Eagles' Wings Evangelical org hosts day of Prayer for Jerusalem peace

Eagles’ Wings Executive Director Bishop Robert Stearns who has brought more than 10,000 Evangelical Christians to Israel to date lead the trip.

THE JERUSALEM skyline as viewed from the Mount of Olives. (photo credit: DAN/FLICKR)
THE JERUSALEM skyline as viewed from the Mount of Olives.
(photo credit: DAN/FLICKR)
Eagles' Wings, a New York-based non-profit evangelical movement, hosted its Global Day of Prayer for the Peace of Jerusalem. The event included more than 500,000 evangelical churches world-wide and 70 millennial pastors from the US, Canada and Brazil.
For many of the participants and their followers, it was their first time in Israel.
In addition to those participating in Israel, the event was televised to 262 million homes around the world.
Eagles’ Wings Executive Director Bishop Robert Stearns, who has brought more than 10,000 Evangelical Christians to Israel to date, led the trip.
“We are here today declaring that there is a new breed of Christianity alive in today’s world – a Christianity which understands that spiritually, we were born in Zion,”  said Stearns. “We stand in prayer and action believing in a peace plan not hatched in the halls of the UN but coming from hearts who learn and experience the God of love. God can change hearts and changed hearts can change history."

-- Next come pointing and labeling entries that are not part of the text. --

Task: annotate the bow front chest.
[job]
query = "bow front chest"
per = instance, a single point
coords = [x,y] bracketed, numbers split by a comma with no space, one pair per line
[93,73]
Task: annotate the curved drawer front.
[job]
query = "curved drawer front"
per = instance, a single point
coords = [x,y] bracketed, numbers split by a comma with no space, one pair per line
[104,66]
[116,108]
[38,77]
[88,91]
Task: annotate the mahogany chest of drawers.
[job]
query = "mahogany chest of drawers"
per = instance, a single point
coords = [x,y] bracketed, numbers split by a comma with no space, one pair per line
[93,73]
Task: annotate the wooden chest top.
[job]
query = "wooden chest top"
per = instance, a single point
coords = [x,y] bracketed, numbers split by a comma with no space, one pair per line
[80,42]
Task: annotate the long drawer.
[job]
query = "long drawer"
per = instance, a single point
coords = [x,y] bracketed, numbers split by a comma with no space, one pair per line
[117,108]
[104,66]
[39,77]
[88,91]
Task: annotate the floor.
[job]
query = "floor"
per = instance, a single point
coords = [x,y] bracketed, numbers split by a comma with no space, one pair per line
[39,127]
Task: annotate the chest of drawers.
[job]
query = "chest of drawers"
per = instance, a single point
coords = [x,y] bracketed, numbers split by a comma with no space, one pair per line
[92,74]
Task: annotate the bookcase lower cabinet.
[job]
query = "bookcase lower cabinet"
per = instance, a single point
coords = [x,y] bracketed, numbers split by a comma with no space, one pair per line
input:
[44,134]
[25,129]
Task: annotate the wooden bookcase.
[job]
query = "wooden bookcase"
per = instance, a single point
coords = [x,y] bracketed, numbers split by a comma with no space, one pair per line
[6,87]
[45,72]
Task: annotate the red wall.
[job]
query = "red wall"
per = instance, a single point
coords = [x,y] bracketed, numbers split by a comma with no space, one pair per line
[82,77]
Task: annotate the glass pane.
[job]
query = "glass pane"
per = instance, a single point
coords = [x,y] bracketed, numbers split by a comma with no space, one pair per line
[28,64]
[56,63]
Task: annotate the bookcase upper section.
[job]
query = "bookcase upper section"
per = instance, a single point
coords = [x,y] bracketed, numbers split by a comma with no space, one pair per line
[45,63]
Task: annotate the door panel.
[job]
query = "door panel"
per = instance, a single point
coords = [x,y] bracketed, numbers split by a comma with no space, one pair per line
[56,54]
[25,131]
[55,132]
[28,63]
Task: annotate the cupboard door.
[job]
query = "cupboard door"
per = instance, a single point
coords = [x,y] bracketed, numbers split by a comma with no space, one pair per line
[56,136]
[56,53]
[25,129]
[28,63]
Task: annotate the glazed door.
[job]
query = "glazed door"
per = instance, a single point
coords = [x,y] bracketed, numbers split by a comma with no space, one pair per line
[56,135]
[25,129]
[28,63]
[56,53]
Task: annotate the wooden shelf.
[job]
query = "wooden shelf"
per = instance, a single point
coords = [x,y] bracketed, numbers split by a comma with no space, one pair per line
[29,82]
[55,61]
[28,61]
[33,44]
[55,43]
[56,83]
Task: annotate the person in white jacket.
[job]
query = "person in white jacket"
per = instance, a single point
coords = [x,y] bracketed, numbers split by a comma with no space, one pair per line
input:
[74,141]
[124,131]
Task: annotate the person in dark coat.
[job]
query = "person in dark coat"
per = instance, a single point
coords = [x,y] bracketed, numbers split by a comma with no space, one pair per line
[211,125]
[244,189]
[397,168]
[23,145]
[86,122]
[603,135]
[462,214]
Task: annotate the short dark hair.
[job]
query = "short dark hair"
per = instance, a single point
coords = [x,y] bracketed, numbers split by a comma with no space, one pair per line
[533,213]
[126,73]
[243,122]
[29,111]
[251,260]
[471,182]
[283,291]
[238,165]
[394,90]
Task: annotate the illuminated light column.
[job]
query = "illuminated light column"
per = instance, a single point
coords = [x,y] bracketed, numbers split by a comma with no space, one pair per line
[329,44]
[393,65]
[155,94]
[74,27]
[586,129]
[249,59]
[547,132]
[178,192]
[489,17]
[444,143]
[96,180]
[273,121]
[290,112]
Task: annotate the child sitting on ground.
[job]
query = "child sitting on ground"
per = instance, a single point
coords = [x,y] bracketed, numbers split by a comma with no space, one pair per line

U.S. Ambassador to Israel David Friedman addressed the group.
“I am so blessed to celebrate with such incredible people, such inspirational and distinguished religious leaders like all of you, to celebrate the State of Israel, to celebrate this holy city of Jerusalem and of course to celebrate the unbreakable relationship between the United States and Israel,” said Friedman.
“We will continue to pray for the peace of Jerusalem as we do today, but it will be for peace based upon the truth, the undeniable and now the scientifically corroborated truth, about how the roots of the Jewish people and the roots of Christianity are both centered in this Holy City, a city small in size but so immeasurably large in purpose and in meaning,” he concluded.
The trip was designed to educate young people, many of whom had never been to Israel before.